Nuclear matrix protein Matrin3 regulates alternative splicing and forms overlapping regulatory networks with PTB

Abstract

© 2015 The Authors. Published under the terms of the CC BY 4.0 license.Matrin3 is an RNA- and DNA-binding nuclear matrix protein found to be associated with neural and muscular degenerative diseases. A number of possible functions of Matrin3 have been suggested, but no widespread role in RNA metabolism has yet been clearly demonstrated. We identified Matrin3 by its interaction with the second RRM domain of the splicing regulator PTB. Using a combination of RNAi knockdown, transcriptome profiling and iCLIP, we find that Matrin3 is a regulator of hundreds of alternative splicing events, principally acting as a splicing repressor with only a small proportion of targeted events being co-regulated by PTB. In contrast to other splicing regulators, Matrin3 binds to an extended region within repressed exons and flanking introns with no sharply defined peaks. The identification of this clear molecular function of Matrin3 should help to clarify the molecular pathology of ALS and other diseases caused by mutations of Matrin3. Synopsis Matrin3 is a nuclear matrix protein that was recently linked to neurodegeneration. This study finds Matrin3 to be a splicing repressor that modulates hundreds of alternative splice events, offering possible insight on disease onset. Nuclear matrix protein Matrin3 uses a GILGPPP motif to dock onto the RRM2 domain of splice regulator PTB. Transcriptome-wide profiling shows changes in hundreds of alternative splicing events (ASE) upon Matrin3 knockdown; only a subset of these are also regulated by PTB. Unlike other splicing regulators, Matrin3 binds to extended regions within and around repressed exons.

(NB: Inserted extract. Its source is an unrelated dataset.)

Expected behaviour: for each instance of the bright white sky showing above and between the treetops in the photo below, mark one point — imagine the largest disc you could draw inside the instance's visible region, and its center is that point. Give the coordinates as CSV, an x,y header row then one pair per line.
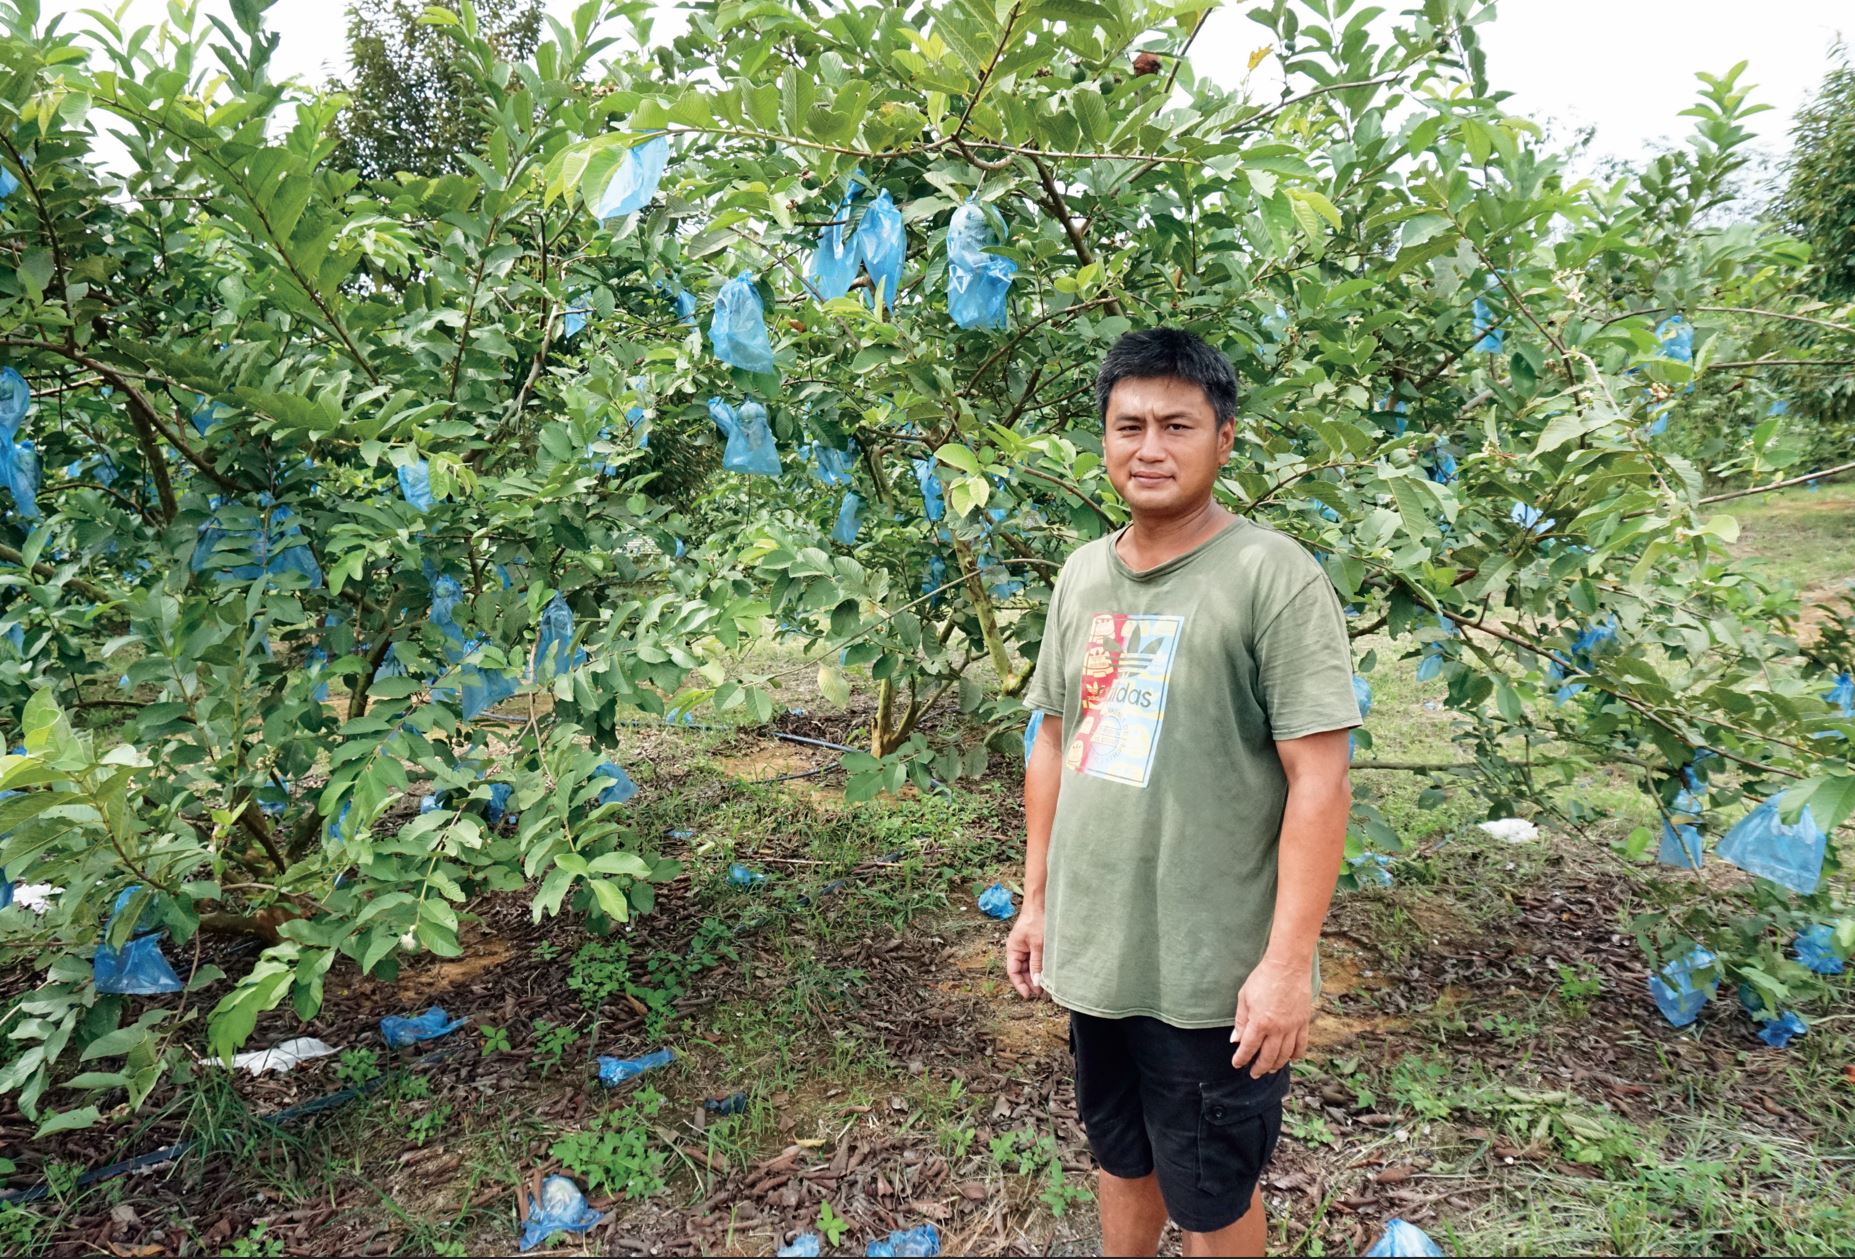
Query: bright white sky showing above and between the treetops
x,y
1624,66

Matrin3 requires its RRMs and the GILGPPP motif to regulate splicing of both PTB-dependent and PTB-independent ASEs, suggesting possible crosstalk with other RRM-containing splice factors. The finding that Matrin3 plays a role in controlling alternative splicing may help understand the etiology of Matrin3-associated pathologies. Matrin3 is a nuclear matrix protein that was recently linked to neurodegeneration. This study finds Matrin3 to be a splicing repressor that modulates hundreds of alternative splice events, offering possible insight on disease onset.